Date: 2010-11-19 05:36 pm (UTC)
From: [identity profile] debodacious.livejournal.com
Hah! I knew you would like it. This was definitely my favourite of the 3 I've read so far, but I am looking out for the others.

Date: 2010-11-19 05:46 pm (UTC)
From: [identity profile] callmemadam.livejournal.com
Thanks so much for the recommendation! Pity if I've started with the best but I'll certainly read more when I find them.

Date: 2010-11-21 11:56 am (UTC)
From: [identity profile] callmemadam.livejournal.com
Of course. Also a Great Parlour and possibly a Middling one.

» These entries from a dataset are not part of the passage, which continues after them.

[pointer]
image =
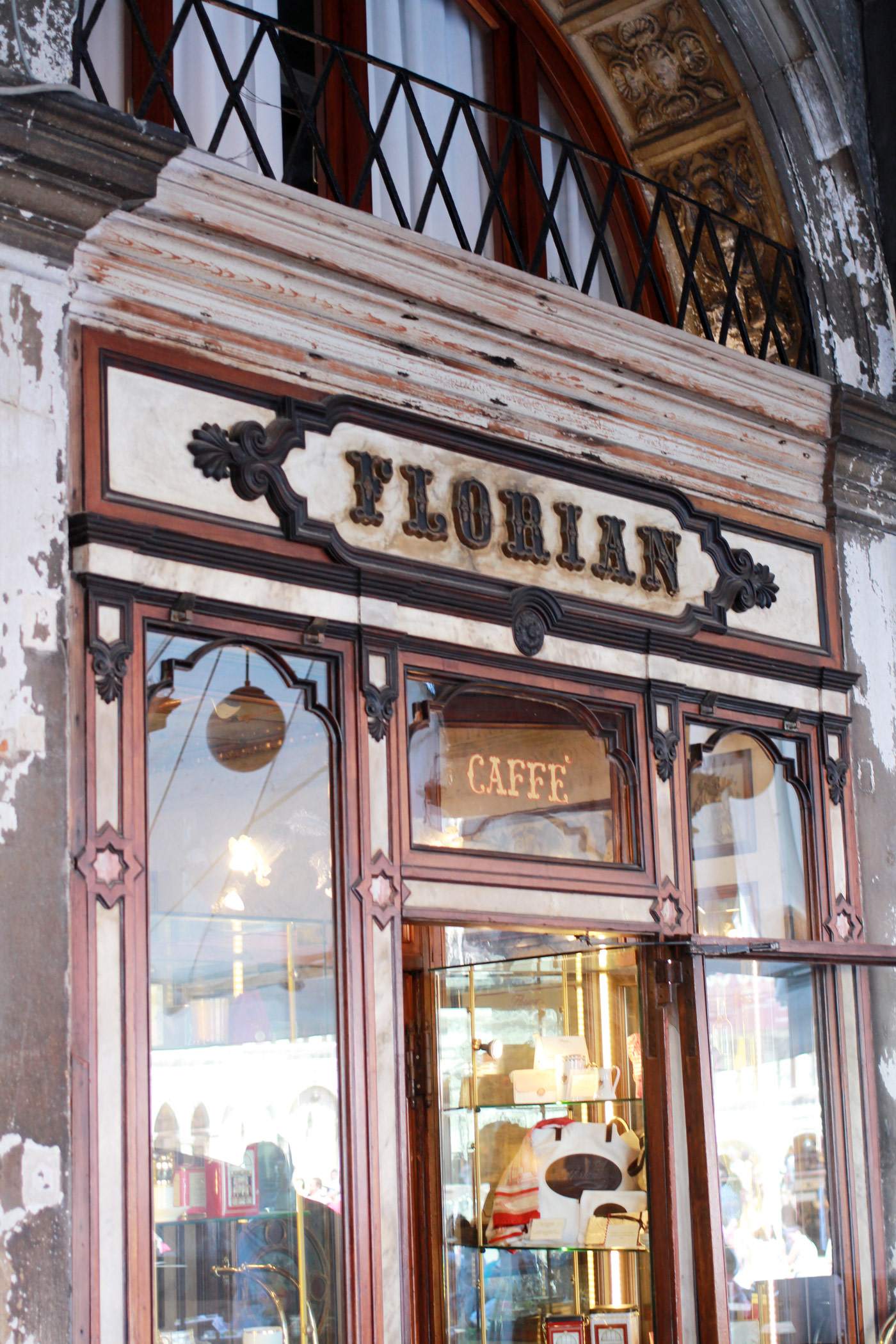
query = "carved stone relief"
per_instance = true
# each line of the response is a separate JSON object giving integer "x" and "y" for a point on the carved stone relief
{"x": 661, "y": 66}
{"x": 724, "y": 177}
{"x": 688, "y": 123}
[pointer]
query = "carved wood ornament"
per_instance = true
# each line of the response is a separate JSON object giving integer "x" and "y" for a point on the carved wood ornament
{"x": 656, "y": 559}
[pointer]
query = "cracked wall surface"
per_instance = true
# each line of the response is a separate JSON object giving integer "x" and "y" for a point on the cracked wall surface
{"x": 34, "y": 866}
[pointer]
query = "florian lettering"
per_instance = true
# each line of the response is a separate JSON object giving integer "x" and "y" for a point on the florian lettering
{"x": 524, "y": 527}
{"x": 430, "y": 527}
{"x": 568, "y": 557}
{"x": 371, "y": 475}
{"x": 538, "y": 781}
{"x": 612, "y": 554}
{"x": 472, "y": 511}
{"x": 523, "y": 522}
{"x": 660, "y": 552}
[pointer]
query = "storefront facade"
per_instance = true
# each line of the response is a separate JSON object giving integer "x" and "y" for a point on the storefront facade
{"x": 468, "y": 936}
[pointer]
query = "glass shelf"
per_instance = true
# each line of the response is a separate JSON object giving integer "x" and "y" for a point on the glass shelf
{"x": 564, "y": 1251}
{"x": 164, "y": 1220}
{"x": 543, "y": 1105}
{"x": 591, "y": 1000}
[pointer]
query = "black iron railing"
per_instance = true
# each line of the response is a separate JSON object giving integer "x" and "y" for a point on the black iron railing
{"x": 375, "y": 136}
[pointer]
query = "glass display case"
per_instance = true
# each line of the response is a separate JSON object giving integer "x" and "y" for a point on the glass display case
{"x": 243, "y": 1082}
{"x": 543, "y": 1155}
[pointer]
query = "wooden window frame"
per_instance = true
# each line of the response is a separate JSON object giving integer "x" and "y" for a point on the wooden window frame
{"x": 429, "y": 862}
{"x": 358, "y": 1119}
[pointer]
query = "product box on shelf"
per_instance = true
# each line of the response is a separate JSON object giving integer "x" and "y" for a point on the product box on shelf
{"x": 614, "y": 1325}
{"x": 190, "y": 1191}
{"x": 233, "y": 1188}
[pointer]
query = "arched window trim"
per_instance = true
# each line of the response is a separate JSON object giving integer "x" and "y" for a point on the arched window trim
{"x": 308, "y": 690}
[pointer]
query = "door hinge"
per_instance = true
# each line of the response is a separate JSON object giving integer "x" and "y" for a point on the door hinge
{"x": 667, "y": 975}
{"x": 418, "y": 1065}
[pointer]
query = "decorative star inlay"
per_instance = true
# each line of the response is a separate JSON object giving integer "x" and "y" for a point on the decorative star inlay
{"x": 845, "y": 924}
{"x": 669, "y": 911}
{"x": 109, "y": 866}
{"x": 382, "y": 889}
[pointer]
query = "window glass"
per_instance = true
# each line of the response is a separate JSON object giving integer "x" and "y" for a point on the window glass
{"x": 442, "y": 41}
{"x": 545, "y": 1187}
{"x": 242, "y": 1002}
{"x": 504, "y": 772}
{"x": 746, "y": 838}
{"x": 572, "y": 212}
{"x": 783, "y": 1279}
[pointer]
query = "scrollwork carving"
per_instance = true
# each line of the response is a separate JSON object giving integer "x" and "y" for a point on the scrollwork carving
{"x": 746, "y": 584}
{"x": 666, "y": 749}
{"x": 528, "y": 630}
{"x": 379, "y": 705}
{"x": 252, "y": 458}
{"x": 109, "y": 667}
{"x": 661, "y": 68}
{"x": 836, "y": 774}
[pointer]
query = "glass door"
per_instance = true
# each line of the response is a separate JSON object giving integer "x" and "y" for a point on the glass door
{"x": 539, "y": 1081}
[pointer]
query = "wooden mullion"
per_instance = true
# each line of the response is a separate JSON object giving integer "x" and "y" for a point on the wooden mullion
{"x": 703, "y": 1158}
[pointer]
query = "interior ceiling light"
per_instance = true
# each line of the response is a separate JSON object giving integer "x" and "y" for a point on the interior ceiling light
{"x": 246, "y": 730}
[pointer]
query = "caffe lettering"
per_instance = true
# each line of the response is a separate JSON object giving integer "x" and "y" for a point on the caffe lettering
{"x": 512, "y": 777}
{"x": 523, "y": 535}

Date: 2010-11-21 02:13 pm (UTC)
From: [identity profile] ramblingfancy.typepad.com (from livejournal.com)
This is now on my Amazon list! Thank you so much for the Lorna Hill as well. Started it last night and loving it already!

Date: 2010-11-21 02:26 pm (UTC)

Clouds among the stars

Date: 2010-11-24 03:19 pm (UTC)
From: (Anonymous)
As soon as I saw this cover I fancied the book! (In spite of what they say about books and covers!) And your review has made me decide I MUST read it! It seems to have so many ideas I know I'll enjoy. Thank you for the recommendation!

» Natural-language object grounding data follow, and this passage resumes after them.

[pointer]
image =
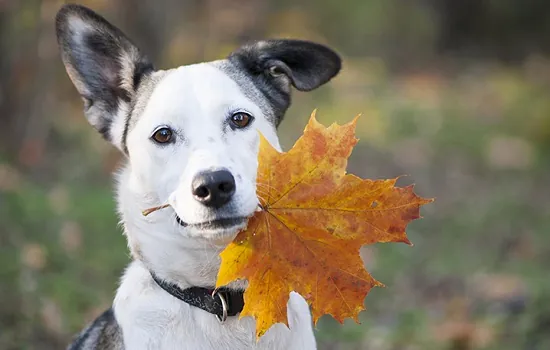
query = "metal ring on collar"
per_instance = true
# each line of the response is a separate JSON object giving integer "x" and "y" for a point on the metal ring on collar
{"x": 223, "y": 318}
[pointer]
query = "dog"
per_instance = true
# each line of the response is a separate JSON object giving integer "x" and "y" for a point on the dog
{"x": 190, "y": 138}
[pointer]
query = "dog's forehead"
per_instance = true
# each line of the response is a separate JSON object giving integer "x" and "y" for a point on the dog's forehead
{"x": 200, "y": 88}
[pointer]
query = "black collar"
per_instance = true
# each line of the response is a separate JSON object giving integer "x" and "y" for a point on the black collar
{"x": 206, "y": 299}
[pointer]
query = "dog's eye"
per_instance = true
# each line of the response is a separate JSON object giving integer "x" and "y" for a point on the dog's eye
{"x": 241, "y": 119}
{"x": 162, "y": 135}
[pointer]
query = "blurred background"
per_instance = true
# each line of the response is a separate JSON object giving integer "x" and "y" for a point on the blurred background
{"x": 455, "y": 94}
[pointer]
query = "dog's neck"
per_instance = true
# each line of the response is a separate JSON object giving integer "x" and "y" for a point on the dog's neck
{"x": 157, "y": 240}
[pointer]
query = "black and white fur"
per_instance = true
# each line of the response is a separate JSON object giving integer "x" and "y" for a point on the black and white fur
{"x": 127, "y": 100}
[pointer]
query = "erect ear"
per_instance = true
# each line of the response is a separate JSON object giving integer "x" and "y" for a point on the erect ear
{"x": 104, "y": 65}
{"x": 305, "y": 65}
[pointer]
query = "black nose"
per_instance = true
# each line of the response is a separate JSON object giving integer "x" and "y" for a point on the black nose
{"x": 213, "y": 188}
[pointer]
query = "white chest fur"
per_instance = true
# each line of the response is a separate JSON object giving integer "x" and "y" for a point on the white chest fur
{"x": 151, "y": 318}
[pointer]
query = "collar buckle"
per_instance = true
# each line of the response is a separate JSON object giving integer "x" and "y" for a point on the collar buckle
{"x": 223, "y": 299}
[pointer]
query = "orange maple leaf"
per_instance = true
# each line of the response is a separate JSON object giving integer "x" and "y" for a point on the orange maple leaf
{"x": 315, "y": 218}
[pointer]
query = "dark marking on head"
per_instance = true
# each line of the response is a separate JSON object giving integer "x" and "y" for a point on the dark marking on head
{"x": 103, "y": 64}
{"x": 273, "y": 66}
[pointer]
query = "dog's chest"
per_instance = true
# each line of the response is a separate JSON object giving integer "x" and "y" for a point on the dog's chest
{"x": 150, "y": 318}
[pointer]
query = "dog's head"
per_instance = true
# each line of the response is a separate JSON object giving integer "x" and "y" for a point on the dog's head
{"x": 190, "y": 133}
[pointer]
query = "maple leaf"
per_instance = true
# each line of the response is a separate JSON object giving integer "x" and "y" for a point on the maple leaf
{"x": 315, "y": 218}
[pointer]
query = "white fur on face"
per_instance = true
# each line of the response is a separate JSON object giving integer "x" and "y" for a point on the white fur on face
{"x": 195, "y": 102}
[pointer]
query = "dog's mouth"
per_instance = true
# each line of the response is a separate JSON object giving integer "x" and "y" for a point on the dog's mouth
{"x": 218, "y": 224}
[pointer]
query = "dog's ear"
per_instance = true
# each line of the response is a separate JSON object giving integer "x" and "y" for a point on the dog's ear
{"x": 305, "y": 65}
{"x": 103, "y": 64}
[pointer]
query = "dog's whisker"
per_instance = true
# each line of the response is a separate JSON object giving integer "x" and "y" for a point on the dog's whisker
{"x": 153, "y": 209}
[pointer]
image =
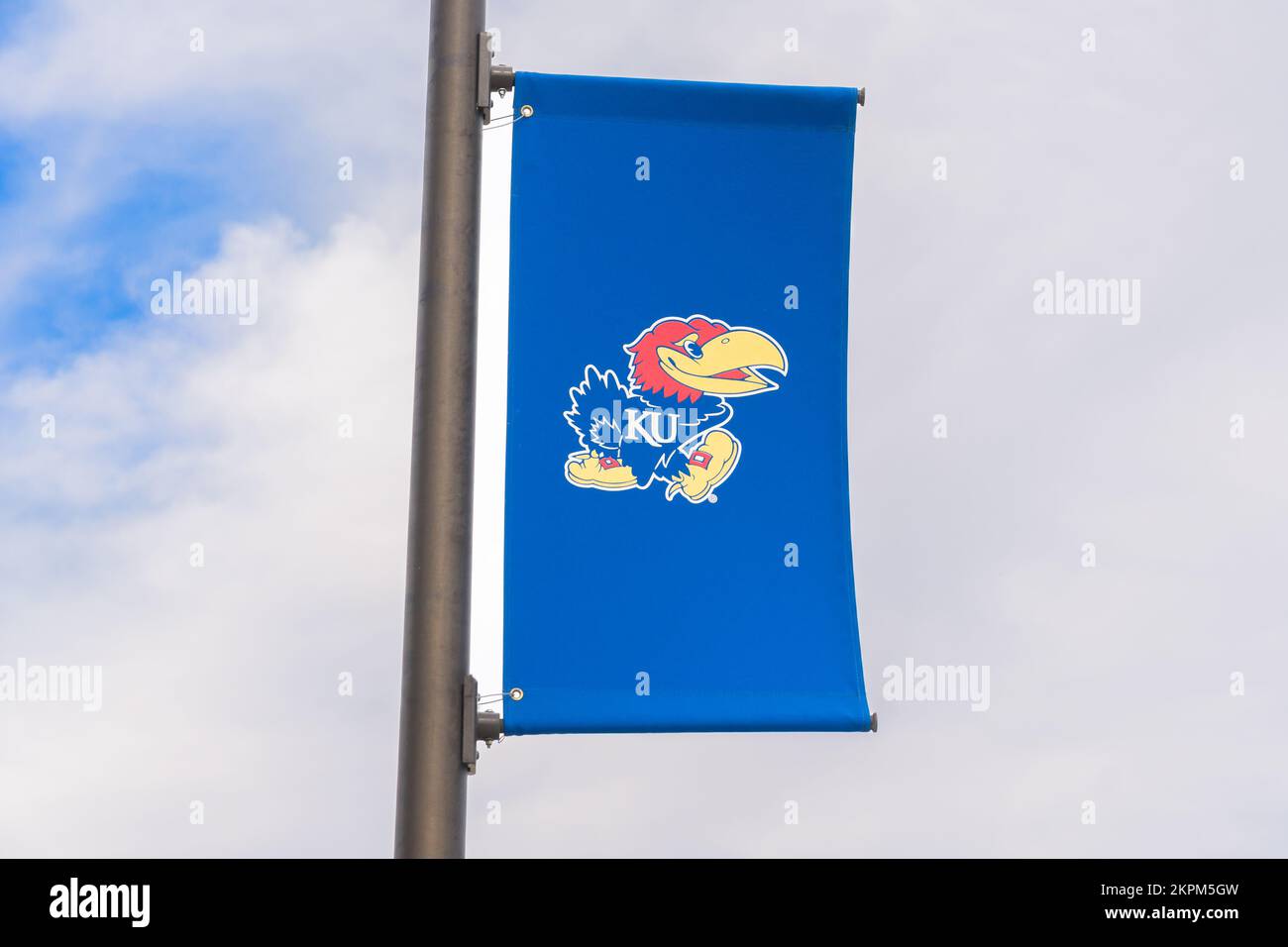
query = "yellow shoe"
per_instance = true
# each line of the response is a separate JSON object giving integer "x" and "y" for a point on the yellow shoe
{"x": 709, "y": 466}
{"x": 600, "y": 472}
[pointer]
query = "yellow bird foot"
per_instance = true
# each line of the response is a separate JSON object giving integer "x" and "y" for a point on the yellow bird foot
{"x": 709, "y": 466}
{"x": 599, "y": 471}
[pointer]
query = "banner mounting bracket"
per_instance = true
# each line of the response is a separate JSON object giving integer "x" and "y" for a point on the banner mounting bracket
{"x": 476, "y": 724}
{"x": 490, "y": 78}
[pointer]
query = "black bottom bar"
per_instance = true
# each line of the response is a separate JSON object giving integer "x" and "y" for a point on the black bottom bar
{"x": 333, "y": 896}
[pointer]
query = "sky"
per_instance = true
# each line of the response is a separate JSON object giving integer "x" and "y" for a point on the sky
{"x": 1003, "y": 144}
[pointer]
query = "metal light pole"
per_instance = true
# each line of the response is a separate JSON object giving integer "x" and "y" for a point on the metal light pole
{"x": 436, "y": 637}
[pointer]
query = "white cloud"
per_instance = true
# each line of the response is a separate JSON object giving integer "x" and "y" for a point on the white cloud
{"x": 1108, "y": 684}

Penny (Scottish Vegan Homemaker)

Re: Clouds among the stars

Date: 2010-11-24 03:48 pm (UTC)
From: [identity profile] callmemadam.livejournal.com
Hope you enjoy it as much as I did!

Date: 2010-11-30 05:09 pm (UTC)
From: [identity profile] geraniumcat.livejournal.com
I adore this book! I've loved all her novels, but this is absolutely my second favourite. Best of all is Dance With Me - least favourite is the most recent, A Girl's Guide to Kissing Frogs, so I recommend that you read that soon, before you get to the others (but I still enjoyed it). Characters from one keep cropping up in others, which is fun, because you find out what's happened to them. Whenever I'm having a bleak spot, I read one, they always make me feel better.

Date: 2010-11-30 07:37 pm (UTC)
From: [identity profile] callmemadam.livejournal.com
Well snap again! I tried a Kindle sample of A Girl's Guide to Kissing Frogs but decided not to buy it, although I'd be happy to get it from the library. Someone has just lent me Out of Love so that's on the TBR pile.

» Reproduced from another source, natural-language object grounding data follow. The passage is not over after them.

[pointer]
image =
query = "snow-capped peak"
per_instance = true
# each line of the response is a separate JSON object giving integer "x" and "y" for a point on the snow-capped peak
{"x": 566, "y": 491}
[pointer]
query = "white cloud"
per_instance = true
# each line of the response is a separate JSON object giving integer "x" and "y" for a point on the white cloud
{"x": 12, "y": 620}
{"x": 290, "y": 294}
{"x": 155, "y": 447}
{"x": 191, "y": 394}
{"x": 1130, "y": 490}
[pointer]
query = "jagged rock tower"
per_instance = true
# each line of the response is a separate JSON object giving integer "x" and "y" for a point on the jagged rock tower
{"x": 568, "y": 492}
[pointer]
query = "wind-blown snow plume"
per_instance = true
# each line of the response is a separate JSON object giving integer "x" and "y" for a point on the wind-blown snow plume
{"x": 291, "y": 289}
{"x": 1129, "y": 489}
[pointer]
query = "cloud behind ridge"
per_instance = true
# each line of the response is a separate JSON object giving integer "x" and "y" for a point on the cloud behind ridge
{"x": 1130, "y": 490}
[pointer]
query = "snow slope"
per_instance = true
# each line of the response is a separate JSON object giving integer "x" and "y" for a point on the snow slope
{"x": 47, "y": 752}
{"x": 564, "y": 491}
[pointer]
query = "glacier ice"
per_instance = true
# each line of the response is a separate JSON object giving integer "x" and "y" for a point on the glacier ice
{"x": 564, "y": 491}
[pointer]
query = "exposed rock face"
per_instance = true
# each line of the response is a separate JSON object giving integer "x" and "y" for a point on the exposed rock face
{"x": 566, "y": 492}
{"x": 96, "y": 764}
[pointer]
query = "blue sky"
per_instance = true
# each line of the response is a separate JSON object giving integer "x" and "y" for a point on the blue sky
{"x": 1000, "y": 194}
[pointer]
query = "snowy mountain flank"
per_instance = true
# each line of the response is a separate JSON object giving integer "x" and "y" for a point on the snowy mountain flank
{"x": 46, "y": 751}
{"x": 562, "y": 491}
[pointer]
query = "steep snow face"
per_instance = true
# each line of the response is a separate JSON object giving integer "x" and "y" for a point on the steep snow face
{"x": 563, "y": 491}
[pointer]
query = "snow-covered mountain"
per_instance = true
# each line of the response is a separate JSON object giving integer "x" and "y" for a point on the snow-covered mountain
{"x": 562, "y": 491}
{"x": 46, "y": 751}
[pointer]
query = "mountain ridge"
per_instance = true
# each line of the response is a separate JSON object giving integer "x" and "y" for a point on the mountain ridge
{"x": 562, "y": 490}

Date: 2010-11-30 08:20 pm (UTC)
From: [identity profile] geraniumcat.livejournal.com
Oh, it's definitely worth getting from the library if you can - it's still fun to read, it just doesn't quite have the freshness of the others. Okay, all the plots are somewhat similar, but maybe it's just that they all really hit my comfort zone. Have I asked you before if you've read Elizabeth Pewsey's Mountjoy series? They are my other port in a storm.